ABSENCE DE PROPOSITIONS CONCORDATAIRES – LIQUIDATION DES BIENS.
FAILLITE PERSONNELLE DES DIRIGEANTS DE SOCIETE.
Une société qui a disparu physiquement (sic) et qui n’est pas en mesure de faire face à son passif exigible est en état de cessation des paiements avéré conformément aux dispositions de l’article 25 AUPCAP.
Lorsque la société, bien qu’ayant comparu par l’entremise de son conseil, ne s’est jamais expliquée sur sa situation, encore moins fait des propositions concordataires, elle doit être déclarée en liquidation des biens.
Lorsque les dirigeants de la société, de par leurs fonctions ne pouvaient manifestement ignorer la situation de la société d’autant plus que les différents actes d’exécution leur ont été servis, ils doivent en conséquence être déclarés en faillite personnelle conformément aux dispositions des articles 194 à 198- 2 de l’AUPCAP.
Tribunal Régional Hors Classe de Dakar, Jugement Commercial N 055 du 12 Décembre 2003. Affaire : Société Africaine de Sondages, Injection Forages (SASIF) c/ Entreprise d’Export Import de Commerce et de Représentation (EEXIMCOR).
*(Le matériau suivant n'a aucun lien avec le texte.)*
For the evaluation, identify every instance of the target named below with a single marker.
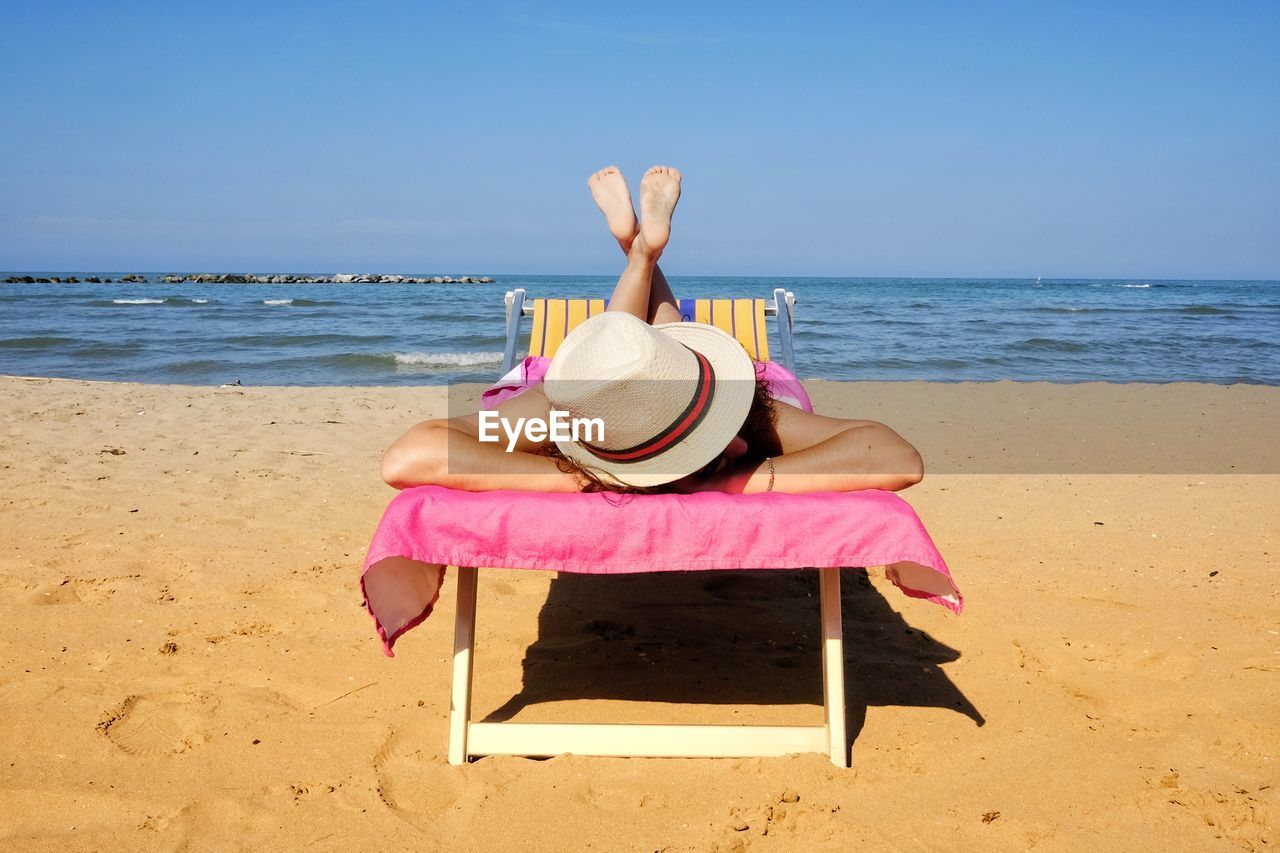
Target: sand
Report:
(184, 661)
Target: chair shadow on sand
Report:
(726, 638)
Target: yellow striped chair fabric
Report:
(744, 319)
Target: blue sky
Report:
(888, 138)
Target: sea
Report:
(938, 329)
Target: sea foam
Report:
(446, 359)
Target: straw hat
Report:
(671, 396)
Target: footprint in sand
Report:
(156, 725)
(58, 593)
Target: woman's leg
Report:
(643, 288)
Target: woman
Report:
(680, 406)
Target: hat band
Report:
(679, 429)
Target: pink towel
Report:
(617, 534)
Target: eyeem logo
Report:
(558, 428)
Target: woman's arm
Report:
(827, 455)
(449, 452)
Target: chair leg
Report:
(464, 643)
(833, 665)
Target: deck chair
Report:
(745, 320)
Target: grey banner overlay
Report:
(1046, 428)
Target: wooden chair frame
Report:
(469, 739)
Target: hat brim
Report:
(735, 389)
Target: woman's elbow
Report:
(417, 457)
(912, 468)
(894, 460)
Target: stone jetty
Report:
(247, 278)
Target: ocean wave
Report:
(306, 340)
(35, 342)
(444, 359)
(298, 302)
(1048, 345)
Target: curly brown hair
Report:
(758, 430)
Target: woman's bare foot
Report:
(609, 190)
(659, 191)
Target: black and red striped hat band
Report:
(679, 429)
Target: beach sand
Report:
(186, 661)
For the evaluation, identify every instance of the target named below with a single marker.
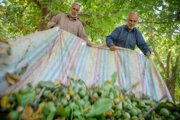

Observations de Joseph ISSA-SAYEGH, Professeur.
Attendu que par exploit daté du 1er mars 2002, de Maître Assane DIENE, Huissier de Justice à Dakar, la Société Africaine de Sondages, Injections et Forages dite SASIF, a fait servir assignation à la Société Entreprise d’Export, d’Import, de Commerce et de Représentation dite EEXIMCOR, au sieur Mamadou Aminata DIOP, Ousmane Hanne et Mouhamed Ahne, en déclaration, la première, de cessation des paiements et de liquidation des biens, les autres en faillite personnelle.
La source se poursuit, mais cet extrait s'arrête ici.